J’ai envie de crier, mais mon neveu me tend un 357 tandis que nous courons vers la Jaguar. Les autres se glissent dans la Mercedes et les deux véhicules démarrent dans un formidable crissement de pneus, abandonnant l’Estafette sur place.
Aucune force ne pourra stopper notre fuite !
Un complice équipé d’une paire de cisailles, extirpée d’un sac de sport, coupe les menottes qui m’entravent les poignets, me donnant une sensation supplémentaire de liberté.
Soudain, en plein carrefour, deux képis font mine de se mettre en travers de notre route en portant la main sur leur arme. Ils suspendent tout mouvement en apercevant les canons de notre artillerie aux fenêtres de l’auto, préférant devant cette puissance de feu s’occuper de la circulation.
Dix minutes plus tard, dans le sous-sol de l’immeuble abritant la planque, les cagoules tombent et je reconnais tous les protagonistes de cet arrachage mémorable. Je les remercie très chaleureusement.

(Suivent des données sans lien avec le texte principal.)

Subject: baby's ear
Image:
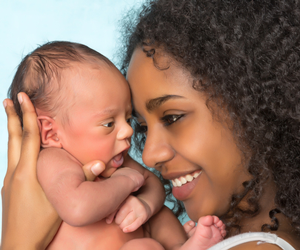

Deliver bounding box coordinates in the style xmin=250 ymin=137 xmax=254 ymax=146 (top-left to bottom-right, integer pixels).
xmin=37 ymin=115 xmax=62 ymax=148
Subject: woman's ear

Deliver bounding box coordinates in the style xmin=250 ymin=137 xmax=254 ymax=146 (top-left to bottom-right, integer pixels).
xmin=37 ymin=116 xmax=62 ymax=148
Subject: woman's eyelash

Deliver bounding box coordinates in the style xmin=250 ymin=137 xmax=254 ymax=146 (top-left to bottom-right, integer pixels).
xmin=133 ymin=117 xmax=147 ymax=133
xmin=126 ymin=117 xmax=132 ymax=124
xmin=161 ymin=114 xmax=184 ymax=126
xmin=135 ymin=123 xmax=148 ymax=133
xmin=135 ymin=114 xmax=183 ymax=133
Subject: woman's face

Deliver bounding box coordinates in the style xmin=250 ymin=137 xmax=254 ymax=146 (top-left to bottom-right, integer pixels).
xmin=127 ymin=47 xmax=251 ymax=221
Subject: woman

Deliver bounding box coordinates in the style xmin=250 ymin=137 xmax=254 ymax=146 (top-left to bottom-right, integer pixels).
xmin=2 ymin=0 xmax=300 ymax=249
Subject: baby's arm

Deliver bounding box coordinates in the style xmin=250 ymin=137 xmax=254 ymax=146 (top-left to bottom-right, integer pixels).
xmin=37 ymin=148 xmax=144 ymax=227
xmin=110 ymin=155 xmax=165 ymax=232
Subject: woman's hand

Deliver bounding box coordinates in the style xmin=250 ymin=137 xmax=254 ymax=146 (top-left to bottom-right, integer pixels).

Nous rejoignons Claire qui se propose, passé les effusions, de préparer un repas pour fêter mon retour. Francis s’est déjà saisi d’une bouteille de champagne et nous voilà réunis devant la télévision pour regarder le journal et écouter toutes les inepties qui ne manqueront pas d’être dites. Mon portrait apparaît en grand format dans le dos des présentateurs. Tandis que des policiers viennent se plaindre du fait que les gangsters qu’ils se donnent tant de mal à serrer s’évadent trop facilement à leur goût.
À quelques centaines de kilomètres de là, ma tante Madeleine a invité des campeurs dans la caravane à l’heure de l’apéro. Lorsque mon visage apparaît en plein journal télévisé, mon fils Sergio, âgé de trois ans, se met à hurler :
« C’est mon père, je le reconnais ! »
Ma tante tente de le persuader de son erreur, pour rassurer les campeurs, mais Sergio n’en démord pas.